Tatsächlich kreuzen ein paar heftig schnaufende Biker meinen Weg oder überholen mich in rasantem Tempo. Ich habe mir längst abgewöhnt, mich über die Biker auf den Wanderwegen zu ärgern (andere sind nicht so gnädig, sondern ziehen es vor, dem Wandern generell abzuschwören), sie sind nun einfach da und werden nicht mehr verschwinden. Also ist es besser, sich damit abzufinden.

Die e-Mountainbiker sind allerdings ein anderes Kapitel. Auch dazu später …

Und oh Wunder, der Himmel scheint endlich ein Einsehen zu haben und zeigt mir seine blaue Seite. Die Talebene kommt näher, lamgsam zwar, den mein linkes Knie möchte endlich nach Hause. Ein Kirchturm taucht auf, mit rotem Dach, oder scheint es nur so von weitem?

The Sihlsee gets closer

Church with red roof

Kaffeeklatsch mit Einheimischen

Vielleicht bietet das kleine Café an der Hauptstrasse in Willerzell die Möglichkeit, ein paar böse Gedanken über den Kanton loszuwerden. Ich lasse mich unter einem Sonnenschirm (den braucht’s tatsächlich zum ersten Mal seit Tagen) auf den erstbesten Stuhl plumpsen und bestelle Kaffee und Kuchen (schon wieder; meine geplanten Minuskilos, im Volksmund Corona-Ranzen genannt, verschwinden im Abgrund der Kalorien, aber egal).

Ich offeriere einer älteren Dame, offenbar auf der Suche nach einem schattigen Plätzchen, meinen Sonnenschirm, und daraus entwickelt sich eine lange und lustige Diskussion über Gott und die Welt und den Kanton Schwyz. Sie stammt allerdings aus dem Kanton Zürich, lebt aber in dieser Gegend, ist also sozusagen kompetent zur Beurteilung ihres Gastkantons.

Der Serviertochter (darf man das noch so sagen, oder verstosse ich gegen irgendeine Vorschrift gemäss Political Correctness?) ist offenbar langweilig, sie setzt sich zu uns, eine waschechte Schwyzerin. Und sofort kann man nicht mehr böse sein, ich freue mich über die Offenheit und den Mutterwitz der Frau.

Wir umgehen – wie man das heute unter Freunden und Verwandten macht – die schwierigen Themen und diskutieren über die verschiedenen Anbieter von Einsiedler Schafböcken (für Aussenstehende: ein berühmtes Gebäck, das nur in Einsiedeln angeboten wird) und deren unterschiedliche Qualitäten. Mir wird mit grossem Ernst eingebläut, dass es nur einen wirklich guten Anbieter gibt, und das ist offenbar die Bäckerei „Goldapfel“.
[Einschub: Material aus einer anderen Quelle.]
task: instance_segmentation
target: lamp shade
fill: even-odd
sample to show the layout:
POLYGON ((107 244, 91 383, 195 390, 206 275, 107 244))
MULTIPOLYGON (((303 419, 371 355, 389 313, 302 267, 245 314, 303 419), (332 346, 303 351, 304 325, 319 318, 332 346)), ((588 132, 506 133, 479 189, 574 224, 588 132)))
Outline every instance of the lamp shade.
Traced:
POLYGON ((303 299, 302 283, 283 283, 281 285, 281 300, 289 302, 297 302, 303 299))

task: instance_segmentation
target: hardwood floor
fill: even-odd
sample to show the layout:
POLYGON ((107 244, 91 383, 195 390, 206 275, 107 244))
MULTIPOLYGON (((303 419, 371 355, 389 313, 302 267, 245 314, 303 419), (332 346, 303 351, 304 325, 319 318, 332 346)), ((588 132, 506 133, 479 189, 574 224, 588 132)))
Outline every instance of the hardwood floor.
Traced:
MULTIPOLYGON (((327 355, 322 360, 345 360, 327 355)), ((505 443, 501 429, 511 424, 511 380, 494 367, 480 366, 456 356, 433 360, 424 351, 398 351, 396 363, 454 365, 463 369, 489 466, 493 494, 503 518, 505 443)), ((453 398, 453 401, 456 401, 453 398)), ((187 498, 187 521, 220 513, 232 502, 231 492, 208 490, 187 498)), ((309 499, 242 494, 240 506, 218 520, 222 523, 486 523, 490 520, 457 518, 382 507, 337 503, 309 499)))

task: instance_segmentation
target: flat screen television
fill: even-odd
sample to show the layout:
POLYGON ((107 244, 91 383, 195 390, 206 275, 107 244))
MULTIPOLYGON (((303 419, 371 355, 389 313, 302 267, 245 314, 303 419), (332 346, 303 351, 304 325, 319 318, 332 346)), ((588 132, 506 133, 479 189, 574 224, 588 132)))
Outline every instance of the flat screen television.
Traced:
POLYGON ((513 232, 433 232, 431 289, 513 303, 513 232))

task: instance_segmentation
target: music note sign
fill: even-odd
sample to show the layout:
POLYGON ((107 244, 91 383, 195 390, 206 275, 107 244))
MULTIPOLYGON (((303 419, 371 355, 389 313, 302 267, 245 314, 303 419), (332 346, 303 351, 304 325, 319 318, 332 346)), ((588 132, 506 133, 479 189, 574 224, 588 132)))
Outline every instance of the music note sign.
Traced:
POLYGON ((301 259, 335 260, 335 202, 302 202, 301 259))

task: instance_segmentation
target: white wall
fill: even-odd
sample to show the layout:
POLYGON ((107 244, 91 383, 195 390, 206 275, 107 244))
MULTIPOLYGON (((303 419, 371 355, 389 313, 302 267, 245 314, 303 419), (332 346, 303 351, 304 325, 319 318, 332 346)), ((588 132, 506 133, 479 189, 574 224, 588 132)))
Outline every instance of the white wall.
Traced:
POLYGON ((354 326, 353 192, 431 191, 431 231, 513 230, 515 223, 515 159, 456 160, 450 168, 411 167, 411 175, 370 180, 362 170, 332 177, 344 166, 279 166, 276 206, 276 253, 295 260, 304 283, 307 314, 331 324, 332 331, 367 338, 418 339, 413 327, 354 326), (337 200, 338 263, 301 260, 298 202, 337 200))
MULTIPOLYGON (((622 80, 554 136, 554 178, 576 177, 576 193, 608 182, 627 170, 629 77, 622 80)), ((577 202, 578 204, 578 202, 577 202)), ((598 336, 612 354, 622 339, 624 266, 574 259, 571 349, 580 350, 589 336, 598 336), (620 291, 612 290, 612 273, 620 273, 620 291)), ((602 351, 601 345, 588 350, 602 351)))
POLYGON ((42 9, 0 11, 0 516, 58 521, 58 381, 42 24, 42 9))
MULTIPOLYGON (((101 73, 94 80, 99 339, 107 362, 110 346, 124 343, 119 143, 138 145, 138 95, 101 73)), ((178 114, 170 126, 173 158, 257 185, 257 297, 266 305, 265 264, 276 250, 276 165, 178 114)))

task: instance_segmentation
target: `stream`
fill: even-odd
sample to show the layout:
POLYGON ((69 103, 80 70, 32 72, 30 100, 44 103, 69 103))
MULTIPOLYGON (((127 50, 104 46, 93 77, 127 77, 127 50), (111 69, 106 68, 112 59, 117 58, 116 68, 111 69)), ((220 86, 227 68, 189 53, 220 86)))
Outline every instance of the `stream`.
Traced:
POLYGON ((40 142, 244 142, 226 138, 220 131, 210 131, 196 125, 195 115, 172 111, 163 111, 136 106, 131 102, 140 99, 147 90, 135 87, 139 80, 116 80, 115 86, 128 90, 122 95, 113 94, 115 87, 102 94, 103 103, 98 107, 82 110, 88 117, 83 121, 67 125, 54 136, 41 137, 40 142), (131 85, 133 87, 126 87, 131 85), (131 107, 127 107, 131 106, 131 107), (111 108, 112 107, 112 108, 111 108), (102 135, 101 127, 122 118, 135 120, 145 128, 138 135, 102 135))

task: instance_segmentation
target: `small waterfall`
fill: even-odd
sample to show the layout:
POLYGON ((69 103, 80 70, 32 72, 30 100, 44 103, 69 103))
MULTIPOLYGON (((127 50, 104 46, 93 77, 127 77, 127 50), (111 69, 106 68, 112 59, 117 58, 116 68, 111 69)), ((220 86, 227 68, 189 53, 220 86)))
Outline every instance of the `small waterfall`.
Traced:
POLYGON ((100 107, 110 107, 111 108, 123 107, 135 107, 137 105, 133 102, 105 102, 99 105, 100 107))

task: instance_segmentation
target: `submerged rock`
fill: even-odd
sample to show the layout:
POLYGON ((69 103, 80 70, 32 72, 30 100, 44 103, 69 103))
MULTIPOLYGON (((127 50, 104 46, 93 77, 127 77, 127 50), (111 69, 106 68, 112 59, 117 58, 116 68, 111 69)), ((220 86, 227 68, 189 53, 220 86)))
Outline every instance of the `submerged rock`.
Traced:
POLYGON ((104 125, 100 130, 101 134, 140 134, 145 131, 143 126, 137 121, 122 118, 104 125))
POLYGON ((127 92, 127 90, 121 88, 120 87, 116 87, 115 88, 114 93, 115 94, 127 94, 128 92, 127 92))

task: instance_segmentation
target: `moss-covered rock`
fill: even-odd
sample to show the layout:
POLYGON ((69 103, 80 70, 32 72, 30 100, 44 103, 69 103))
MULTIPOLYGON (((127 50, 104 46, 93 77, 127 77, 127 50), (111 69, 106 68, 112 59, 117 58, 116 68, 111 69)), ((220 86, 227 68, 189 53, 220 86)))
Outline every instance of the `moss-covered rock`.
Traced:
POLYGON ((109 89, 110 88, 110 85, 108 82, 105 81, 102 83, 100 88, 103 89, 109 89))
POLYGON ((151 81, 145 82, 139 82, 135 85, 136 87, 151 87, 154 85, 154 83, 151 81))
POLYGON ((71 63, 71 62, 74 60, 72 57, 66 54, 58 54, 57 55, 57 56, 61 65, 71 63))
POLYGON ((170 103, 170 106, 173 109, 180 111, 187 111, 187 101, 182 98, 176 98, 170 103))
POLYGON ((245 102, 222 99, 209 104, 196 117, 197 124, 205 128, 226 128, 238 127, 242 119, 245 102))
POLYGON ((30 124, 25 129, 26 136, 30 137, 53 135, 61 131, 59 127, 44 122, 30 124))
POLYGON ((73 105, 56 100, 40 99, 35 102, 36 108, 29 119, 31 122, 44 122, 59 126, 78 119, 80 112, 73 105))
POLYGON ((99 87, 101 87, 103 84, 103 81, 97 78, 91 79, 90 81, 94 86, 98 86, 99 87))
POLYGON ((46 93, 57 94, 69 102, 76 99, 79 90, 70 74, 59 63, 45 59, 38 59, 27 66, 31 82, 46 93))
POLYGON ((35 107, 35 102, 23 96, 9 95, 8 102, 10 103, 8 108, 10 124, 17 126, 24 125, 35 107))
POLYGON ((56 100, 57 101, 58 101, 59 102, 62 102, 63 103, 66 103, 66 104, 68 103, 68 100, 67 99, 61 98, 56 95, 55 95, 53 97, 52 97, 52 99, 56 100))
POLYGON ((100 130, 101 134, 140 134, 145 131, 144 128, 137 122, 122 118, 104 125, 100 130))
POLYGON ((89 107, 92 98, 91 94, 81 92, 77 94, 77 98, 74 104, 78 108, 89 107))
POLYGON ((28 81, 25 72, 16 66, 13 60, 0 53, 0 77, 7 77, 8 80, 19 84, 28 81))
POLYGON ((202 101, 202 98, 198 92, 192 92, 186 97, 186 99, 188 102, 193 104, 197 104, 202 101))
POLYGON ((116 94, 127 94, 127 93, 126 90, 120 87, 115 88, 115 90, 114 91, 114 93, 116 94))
Werde ich mir merken müssen.

Über den See – fluchtartig

Natürlich sitze ich viel zu lange bei meinen Gesprächspartnern, merke nicht, dass sich der Himmel wieder dunkel überzogen hat. Verdammt! Damit ich Einsiedeln noch vor dem grossen Sprutz erreiche, muss ich mich sputen. das heisst allerdings, dass ich die endlos lange Brücke über den Sihlsee in schnellen und langen Schritten überqueren muss. Über meine Knie lege ich zur Abwechslung mal den Mantel des Schweigens.

And again dark clouds

the endless bridge over the Sihlsee

Ich weiss nicht genau, wann diese vermaledeite Brücke gebaut wurde, wahrscheinlich zu einer Zeit, als das Automobil das einzige und ultimative Mittel zur Fortbewegung bedeutete, auf jeden Fall hat man vergessen, dass es gelegentlich den einen oder anderen Spinner gibt, der zu Fuss darüber möchte.

Es gibt also kein Trottoir, man drückt sich eng an die Absperrung, vor allem wenn grössere Vehikel gleichzeitig vorbeifahren, betet zu Gott, dass alle Fahrer nüchtern sind und auch nicht von der Sonne geblendet werden.

Die Schwarze Madonna

Der Einsatz hat sich gelohnt, schwer schnaufend und ein bisschen fluchend über die Torheit der Brückenbauer, erreiche ich das andere Ende der Brücke. Nun fehlt nur noch der letzte Hügel, und schon tauchen in der Ferne die Kirchtürme des Klosters Einsiedeln auf.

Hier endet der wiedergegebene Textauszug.